For some, anxiety is a depilating worry and downward spiral, shortness of breath and sweaty palms. And it’s scary. I’ve been there. When so much change is thrown at me and I lose my control, the anxiety produced a Hulk like anger that I felt I couldn’t unleash. It was still slipping out though. I yelled at the puppy. I yelled at me. I hit the steering wheel when the light wouldn’t change fast enough. I snapped at my very gracious mother. I sighed constantly. The burning in my soul was threatening to break the levy of patience and peace I had built. I was afraid of what I would do to myself or to someone else. And I felt I had nowhere to go. I mean, we have a curfew now and gathering is limited to ten people, and the government wants us to stay home. So, where could I go? 

Who would understand what I felt?  

What would they think of me? 

I lift my eyes toward the mountains. Where will my help come from? My help comes from the Lord, the Maker of heaven and earth. (Psalm 121: 1-2) 

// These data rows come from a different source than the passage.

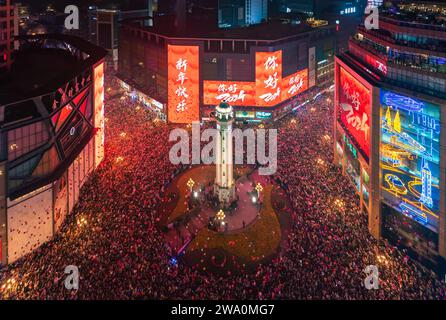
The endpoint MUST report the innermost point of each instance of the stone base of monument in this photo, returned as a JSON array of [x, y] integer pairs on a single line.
[[225, 196]]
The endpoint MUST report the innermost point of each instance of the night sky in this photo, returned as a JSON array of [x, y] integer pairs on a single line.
[[39, 5]]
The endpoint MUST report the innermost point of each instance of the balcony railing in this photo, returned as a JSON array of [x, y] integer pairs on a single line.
[[413, 24]]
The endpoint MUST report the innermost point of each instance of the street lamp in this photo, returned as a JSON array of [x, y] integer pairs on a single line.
[[259, 189], [220, 215]]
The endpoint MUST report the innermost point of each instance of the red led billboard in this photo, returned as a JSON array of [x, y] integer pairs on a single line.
[[354, 105], [236, 93], [268, 78], [183, 84]]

I prayed, I waited. I prepared to start counseling again. Then I sat on my neighbor’s porch, drinking coffee (while six feet away) and asked them a question about managing teams. I began with, “I’m so scared right now and it’s causing an unbelievable amount of anger. I don’t want this to affect them.”  

My neighbor raised her hand. I sat there, momentarily stunned in disbelief. Then I began to talk about my symptoms. I don’t have control so I’m lashing out and I’m worried about my parents still going in to work and my firefighter/paramedic brother and my niece and nephew and I stomp around demanding change but powerless to do anything about it. 

My neighbor smiled. “Welcome to the club.” 

Maybe you, like me, look for help outside the circle of friends and family God has given us. Maybe out of fear of how it will change their perception of you. Maybe out of fear of sharing an imperfection.  

We tend to look so far away for help. David was looking to mountains and hills, landmarks we can see from a distance. It’s not wrong to seek help from outside sources, and sometimes, it’s necessary to do so. In the midst of the storm, when there is no peace, it can be easy to forget that help is sometimes as close as a video chat, or the porch next door. David had that epiphany in the next verse. He reminds us that our help comes from the Lord, the one who put the mountains and the hills as landmarks to His faithfulness and goodness. He is with us, in us. And He has put people in our lives, like next door neighbors and online friends to remind us that the help we need is so very close.  

In the midst of our anger and fear, worry and doubt, let’s remember we are not alone. He is indeed a very present help in times of need. The grass and the flowers and the trees all remind us of His goodness. Testaments to His care over us are all around us.